We determined that in order to find the best strategy and way to help the Afghan people, we needed to do thorough needs assessments, and work with community leaders themselves. As we defined this, we committed ourselves to find a way to fulfill this strategy. We determined to find a way to do the projects needed through private donors, business people, foundations, churches, and not through institutional donors. We found institutional donors often had more money, but they also wanted to dictate and constantly change what we were doing.
In the next two years, we provided 24 million USD of aid to 500,000 Afghans, including building 35 schools, 250 kilometers of roads, provide 80,000 pairs of shoes and school kits and more.
We immediately took a long-term view and commitment to Afghanistan realizing it would take decades of work to see the lasting transformation needed.
“We need to go where it is darkest and rather than curse the darkness, light a candle there to give light and hope to those who are suffering.”
David’s History
David was born, grew up and lived in New Jersey. As he finished his BA in intercultural studies, he started off his career in cross cultural work in south Asia among Afghan refugees. After marrying his beautiful bride, Pam, they continued serving in south and central Asia for the next 37 years including India, Pakistan, Bangladesh, Tajikistan, Afghanistan, and Iran. He also finished his MA in intercultural studies in 1991.
In 1992 David started a new Non Government Organization (NGO) called the Central Asian Development Agency (CADA). This started work in Tajikistan and grew until it had about 200 staff working in seven cities in community development, disaster relief, educational programs, and even starting the first email Internet service for the whole country from 1995 to 2001. Eventually CADA branched out into Afghanistan and Iran.

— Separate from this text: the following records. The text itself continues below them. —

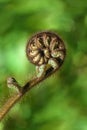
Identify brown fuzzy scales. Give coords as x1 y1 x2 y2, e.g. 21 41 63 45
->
26 32 66 66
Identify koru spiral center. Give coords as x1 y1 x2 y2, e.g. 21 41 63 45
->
26 32 66 66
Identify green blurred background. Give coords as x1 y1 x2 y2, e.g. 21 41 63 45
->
0 0 87 130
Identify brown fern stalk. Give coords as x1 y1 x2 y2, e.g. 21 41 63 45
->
0 32 66 121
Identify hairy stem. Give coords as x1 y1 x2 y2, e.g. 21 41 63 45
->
0 67 58 121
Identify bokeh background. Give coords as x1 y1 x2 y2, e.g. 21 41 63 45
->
0 0 87 130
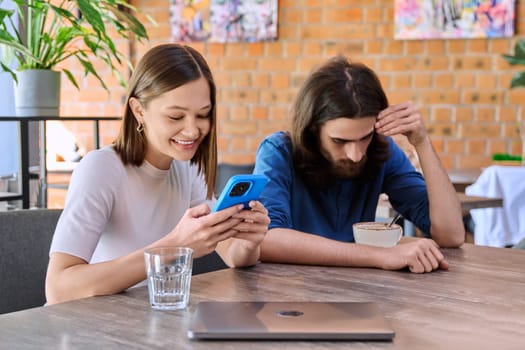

During these years, David also led training programs in bi-vocational work, started NGOs in three different countries, trained and empowered hundreds of national and international staff, and saw creative projects started that helped bring lasting and deep transformation of people and communities.
Today David continues to help create new life changing, impactful projects, and oversees the training of more national and international staff, including, working with their boards.
David has a driving passion to see lives changed for the better especially in what are considered hard places and among the most marginalized and forgotten peoples of the world.